E’ necessario un modello cooperativo che possa unanimemente comunicare al pubblico-target la principale urgenza della Sharing Economy: la necessità che ogni individuo si ponga come soggetto attivo, senza delegare.

La Sharing Economy c’è, bisogna addurre le persone a scegliere di esserne parte, consentendo al fenomeno di superare le cinte murarie entro cui i modelli di business tradizionali vogliono confinarla. Questo implica un necessario affrancamento dai residui (ma ancor radicati) condizionamenti del consumo ossessivo ad opera di un modus vivendi ormai superato ma tutt’ora incoraggiato dalla pubblicità.

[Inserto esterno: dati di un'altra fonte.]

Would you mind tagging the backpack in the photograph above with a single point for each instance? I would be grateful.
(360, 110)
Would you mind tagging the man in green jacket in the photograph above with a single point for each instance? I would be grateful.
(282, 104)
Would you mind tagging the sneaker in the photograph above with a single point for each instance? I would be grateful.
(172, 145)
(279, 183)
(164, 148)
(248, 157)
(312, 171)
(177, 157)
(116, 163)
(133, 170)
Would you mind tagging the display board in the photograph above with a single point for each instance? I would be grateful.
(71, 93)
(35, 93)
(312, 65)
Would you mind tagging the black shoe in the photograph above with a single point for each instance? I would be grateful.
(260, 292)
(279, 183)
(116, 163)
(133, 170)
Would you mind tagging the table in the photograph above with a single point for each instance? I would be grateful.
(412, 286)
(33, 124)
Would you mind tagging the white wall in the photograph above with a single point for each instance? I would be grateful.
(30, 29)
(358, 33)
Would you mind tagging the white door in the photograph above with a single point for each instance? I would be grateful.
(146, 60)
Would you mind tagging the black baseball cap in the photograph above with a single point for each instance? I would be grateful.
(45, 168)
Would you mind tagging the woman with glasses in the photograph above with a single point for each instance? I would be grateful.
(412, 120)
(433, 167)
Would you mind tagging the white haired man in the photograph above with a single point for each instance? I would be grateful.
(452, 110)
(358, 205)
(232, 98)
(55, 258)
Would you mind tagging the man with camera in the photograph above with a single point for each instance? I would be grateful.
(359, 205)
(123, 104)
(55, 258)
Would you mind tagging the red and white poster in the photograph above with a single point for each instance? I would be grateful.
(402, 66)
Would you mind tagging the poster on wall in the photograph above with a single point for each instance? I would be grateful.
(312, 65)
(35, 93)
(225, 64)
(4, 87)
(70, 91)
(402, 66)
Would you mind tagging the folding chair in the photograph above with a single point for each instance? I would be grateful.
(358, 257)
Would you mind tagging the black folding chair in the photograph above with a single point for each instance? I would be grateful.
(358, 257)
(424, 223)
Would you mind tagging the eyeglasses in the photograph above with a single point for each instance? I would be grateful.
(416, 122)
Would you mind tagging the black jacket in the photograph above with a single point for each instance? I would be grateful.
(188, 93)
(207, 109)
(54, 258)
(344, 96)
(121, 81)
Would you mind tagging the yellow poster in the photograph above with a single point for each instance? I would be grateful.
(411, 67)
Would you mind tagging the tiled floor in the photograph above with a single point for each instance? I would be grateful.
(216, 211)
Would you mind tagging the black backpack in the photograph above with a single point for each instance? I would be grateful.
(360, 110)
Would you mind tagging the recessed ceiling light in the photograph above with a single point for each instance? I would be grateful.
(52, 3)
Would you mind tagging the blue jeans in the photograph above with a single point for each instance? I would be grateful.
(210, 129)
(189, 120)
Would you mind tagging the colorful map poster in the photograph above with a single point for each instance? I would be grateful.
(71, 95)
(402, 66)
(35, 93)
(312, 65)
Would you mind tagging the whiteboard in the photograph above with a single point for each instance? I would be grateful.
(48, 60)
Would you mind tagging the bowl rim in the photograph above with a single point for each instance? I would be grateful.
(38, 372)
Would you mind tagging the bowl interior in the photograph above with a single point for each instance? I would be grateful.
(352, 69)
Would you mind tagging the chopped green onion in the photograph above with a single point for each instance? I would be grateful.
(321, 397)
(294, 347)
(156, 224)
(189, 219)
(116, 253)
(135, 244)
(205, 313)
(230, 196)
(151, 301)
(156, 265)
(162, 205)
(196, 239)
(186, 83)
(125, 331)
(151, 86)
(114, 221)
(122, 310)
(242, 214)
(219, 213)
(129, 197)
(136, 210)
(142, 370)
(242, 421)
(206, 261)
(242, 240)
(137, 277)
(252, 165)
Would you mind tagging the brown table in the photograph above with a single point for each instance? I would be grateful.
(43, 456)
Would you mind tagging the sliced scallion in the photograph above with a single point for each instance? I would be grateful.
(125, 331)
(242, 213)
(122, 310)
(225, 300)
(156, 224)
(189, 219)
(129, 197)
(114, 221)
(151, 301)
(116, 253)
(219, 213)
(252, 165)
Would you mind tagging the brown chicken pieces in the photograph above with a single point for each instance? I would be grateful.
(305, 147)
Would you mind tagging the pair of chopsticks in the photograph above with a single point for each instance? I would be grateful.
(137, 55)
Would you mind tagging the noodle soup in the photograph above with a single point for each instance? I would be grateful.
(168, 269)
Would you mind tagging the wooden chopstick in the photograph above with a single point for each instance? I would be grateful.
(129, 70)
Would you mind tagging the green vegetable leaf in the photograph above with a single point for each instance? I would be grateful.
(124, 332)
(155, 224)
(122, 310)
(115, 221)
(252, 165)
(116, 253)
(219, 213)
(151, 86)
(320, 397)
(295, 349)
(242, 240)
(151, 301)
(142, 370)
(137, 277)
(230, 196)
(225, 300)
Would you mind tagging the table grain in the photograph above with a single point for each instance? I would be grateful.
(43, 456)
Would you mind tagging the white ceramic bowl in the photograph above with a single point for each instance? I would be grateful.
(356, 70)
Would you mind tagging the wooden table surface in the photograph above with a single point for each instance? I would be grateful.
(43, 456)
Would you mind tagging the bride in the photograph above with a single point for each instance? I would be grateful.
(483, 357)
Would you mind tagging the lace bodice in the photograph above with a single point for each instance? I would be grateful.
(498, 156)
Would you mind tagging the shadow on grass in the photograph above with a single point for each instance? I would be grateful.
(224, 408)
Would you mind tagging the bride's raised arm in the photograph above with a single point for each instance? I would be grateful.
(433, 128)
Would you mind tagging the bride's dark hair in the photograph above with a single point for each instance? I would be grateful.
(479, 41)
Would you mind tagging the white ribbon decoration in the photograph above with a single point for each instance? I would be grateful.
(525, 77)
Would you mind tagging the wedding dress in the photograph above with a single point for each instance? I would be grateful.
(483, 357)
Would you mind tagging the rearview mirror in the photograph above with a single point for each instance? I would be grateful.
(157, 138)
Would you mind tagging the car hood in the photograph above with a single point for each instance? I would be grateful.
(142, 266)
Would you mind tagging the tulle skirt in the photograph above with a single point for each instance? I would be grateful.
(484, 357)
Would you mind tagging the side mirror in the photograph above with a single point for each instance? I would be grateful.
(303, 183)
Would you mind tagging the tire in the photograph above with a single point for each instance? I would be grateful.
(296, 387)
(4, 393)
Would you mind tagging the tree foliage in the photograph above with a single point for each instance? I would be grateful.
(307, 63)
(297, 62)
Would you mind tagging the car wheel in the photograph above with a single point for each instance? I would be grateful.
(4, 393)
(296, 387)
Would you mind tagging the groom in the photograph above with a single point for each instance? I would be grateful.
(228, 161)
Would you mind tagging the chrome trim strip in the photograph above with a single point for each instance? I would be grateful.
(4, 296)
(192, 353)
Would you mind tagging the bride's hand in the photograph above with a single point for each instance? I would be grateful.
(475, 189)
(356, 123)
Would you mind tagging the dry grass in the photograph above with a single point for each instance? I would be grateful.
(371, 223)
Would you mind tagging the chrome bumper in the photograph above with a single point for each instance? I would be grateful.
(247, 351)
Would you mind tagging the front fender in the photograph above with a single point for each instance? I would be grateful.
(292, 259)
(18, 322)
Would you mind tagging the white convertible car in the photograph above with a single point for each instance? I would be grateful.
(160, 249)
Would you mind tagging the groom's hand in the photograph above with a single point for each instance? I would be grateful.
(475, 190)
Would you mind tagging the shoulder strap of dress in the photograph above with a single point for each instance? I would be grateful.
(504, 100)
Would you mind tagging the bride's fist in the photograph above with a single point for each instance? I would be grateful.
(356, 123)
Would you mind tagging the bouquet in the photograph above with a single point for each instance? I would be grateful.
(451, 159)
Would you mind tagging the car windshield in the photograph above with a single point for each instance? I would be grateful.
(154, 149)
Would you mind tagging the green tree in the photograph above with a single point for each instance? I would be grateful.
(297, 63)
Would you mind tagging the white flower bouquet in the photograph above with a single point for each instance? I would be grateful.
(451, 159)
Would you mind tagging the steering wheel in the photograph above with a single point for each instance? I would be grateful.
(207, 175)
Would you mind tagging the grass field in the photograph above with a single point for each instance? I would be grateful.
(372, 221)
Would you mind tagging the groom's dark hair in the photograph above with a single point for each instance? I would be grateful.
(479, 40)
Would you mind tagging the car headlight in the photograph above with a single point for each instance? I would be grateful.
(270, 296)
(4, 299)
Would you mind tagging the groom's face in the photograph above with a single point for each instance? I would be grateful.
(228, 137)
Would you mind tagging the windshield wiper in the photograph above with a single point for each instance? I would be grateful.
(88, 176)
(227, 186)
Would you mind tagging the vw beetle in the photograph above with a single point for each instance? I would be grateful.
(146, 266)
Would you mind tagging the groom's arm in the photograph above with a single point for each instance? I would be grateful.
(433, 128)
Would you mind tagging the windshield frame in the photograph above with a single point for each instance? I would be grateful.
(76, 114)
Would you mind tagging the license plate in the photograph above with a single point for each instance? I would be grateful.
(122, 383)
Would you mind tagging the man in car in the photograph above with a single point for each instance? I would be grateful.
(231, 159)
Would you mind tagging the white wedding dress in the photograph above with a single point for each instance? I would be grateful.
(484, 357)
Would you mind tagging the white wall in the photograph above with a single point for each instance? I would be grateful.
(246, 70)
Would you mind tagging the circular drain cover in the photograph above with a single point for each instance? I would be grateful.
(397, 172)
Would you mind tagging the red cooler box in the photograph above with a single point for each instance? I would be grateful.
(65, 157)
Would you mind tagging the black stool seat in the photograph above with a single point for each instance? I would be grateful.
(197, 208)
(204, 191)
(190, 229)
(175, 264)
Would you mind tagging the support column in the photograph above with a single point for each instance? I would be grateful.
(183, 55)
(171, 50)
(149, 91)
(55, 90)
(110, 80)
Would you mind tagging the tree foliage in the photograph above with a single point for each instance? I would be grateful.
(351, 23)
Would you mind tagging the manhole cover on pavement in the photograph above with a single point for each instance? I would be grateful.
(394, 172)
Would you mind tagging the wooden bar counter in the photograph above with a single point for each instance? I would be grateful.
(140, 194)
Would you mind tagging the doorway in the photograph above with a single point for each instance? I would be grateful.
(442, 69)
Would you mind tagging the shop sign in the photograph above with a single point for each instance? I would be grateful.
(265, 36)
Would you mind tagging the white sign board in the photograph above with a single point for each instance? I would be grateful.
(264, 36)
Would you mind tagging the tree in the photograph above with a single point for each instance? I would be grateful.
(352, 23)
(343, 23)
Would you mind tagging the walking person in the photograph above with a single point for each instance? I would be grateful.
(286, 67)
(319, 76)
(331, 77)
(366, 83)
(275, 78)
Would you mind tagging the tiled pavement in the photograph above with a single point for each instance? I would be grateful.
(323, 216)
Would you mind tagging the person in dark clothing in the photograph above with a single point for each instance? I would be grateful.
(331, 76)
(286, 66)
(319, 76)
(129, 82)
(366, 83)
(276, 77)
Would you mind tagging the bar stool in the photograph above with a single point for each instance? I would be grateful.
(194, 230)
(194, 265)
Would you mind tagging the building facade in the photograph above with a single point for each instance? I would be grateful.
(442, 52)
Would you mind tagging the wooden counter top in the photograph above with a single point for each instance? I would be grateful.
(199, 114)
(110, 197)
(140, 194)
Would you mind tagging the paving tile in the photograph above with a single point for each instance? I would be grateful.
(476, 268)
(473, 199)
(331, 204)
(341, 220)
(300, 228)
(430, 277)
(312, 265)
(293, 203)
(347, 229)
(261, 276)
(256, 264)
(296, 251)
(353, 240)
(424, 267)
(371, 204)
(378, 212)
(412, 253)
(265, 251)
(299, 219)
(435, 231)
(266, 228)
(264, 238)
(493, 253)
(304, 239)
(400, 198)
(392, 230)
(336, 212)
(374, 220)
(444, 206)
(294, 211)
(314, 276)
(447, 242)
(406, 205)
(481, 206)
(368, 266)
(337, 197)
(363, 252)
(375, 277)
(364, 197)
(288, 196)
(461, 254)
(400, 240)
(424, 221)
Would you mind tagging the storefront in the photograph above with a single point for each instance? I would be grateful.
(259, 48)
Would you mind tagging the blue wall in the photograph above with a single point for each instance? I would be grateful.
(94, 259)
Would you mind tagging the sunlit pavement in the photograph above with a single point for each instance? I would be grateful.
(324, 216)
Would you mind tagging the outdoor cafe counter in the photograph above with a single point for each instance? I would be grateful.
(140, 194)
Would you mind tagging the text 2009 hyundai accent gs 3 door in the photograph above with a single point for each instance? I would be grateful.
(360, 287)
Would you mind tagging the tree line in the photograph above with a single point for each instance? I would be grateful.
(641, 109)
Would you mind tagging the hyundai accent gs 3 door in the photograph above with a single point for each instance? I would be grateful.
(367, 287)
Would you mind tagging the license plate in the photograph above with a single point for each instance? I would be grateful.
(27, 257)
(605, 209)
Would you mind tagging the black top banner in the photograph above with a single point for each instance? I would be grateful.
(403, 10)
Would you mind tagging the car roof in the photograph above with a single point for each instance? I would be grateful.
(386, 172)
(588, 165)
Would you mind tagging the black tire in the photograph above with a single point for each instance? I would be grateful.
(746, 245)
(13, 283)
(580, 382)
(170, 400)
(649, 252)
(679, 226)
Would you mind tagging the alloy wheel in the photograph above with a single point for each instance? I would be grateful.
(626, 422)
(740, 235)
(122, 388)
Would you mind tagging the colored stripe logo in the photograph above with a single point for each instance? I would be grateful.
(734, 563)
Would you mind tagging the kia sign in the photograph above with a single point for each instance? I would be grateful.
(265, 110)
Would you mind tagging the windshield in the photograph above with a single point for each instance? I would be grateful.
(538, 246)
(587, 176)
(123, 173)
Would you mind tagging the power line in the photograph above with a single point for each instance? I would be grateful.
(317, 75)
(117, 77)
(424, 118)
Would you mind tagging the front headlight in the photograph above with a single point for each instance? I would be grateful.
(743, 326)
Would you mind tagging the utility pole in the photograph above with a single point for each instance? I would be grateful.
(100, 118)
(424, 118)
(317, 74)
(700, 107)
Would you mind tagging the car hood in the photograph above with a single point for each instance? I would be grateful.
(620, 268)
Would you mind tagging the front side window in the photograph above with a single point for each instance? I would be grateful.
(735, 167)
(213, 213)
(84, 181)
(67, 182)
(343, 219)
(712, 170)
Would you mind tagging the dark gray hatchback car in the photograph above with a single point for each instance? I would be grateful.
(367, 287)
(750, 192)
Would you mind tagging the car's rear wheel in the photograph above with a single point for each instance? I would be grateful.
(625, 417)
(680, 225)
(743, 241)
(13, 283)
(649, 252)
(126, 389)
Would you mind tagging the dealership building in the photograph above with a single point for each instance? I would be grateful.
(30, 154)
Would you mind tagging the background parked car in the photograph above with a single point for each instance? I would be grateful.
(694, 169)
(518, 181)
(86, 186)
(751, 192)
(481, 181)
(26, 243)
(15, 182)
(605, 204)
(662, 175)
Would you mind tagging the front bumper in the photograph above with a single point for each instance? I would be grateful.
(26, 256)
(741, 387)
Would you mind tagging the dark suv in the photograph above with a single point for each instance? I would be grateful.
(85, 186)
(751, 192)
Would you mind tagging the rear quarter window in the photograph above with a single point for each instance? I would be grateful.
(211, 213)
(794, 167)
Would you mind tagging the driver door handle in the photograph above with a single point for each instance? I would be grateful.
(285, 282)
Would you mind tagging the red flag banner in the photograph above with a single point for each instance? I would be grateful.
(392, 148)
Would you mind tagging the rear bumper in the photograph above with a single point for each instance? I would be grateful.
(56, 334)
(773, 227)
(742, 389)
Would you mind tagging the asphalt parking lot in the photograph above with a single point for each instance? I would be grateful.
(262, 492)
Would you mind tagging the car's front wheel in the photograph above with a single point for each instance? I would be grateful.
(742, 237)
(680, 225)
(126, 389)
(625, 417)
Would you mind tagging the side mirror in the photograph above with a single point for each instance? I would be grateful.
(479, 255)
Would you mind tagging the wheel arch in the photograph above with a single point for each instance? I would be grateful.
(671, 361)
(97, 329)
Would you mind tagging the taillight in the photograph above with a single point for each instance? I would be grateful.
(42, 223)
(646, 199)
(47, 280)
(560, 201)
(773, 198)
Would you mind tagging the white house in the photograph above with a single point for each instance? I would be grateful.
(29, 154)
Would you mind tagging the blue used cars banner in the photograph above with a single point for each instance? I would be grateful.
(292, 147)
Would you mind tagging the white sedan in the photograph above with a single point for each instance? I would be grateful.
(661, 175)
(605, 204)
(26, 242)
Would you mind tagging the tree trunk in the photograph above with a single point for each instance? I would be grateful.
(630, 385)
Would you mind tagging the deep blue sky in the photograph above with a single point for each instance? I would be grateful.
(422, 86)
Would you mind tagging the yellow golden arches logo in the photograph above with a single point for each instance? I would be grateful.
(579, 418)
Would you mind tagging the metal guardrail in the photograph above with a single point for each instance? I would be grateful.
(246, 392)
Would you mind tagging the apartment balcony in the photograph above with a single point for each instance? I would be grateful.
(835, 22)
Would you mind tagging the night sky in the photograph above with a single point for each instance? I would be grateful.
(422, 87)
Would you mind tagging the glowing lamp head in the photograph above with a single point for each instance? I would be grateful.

In sintesi, ecco il nocciolo della questione: la Sharing Economy non è fatta dagli operatori, ma dai singoli utenti che la rendono viva, facendo pulsare sangue nelle arterie delle iniziative presenti sul WEB.

Per funzionare, le singole iniziative necessitano di “consumatori consapevoli” e di “oggetti della condivisione”, entrambi elementi fondamentali per poter alimentare un circolo realmente virtuoso, fondato su rapporti collaborativi realmente peer-to-peer. Diverse infatti sono le logiche (apparentemente simili) del pay-for-use; queste ultime alimentano le iniziative intraprese dalle grandi Corporation sotto l’egida meramente formale di Sharing Economy.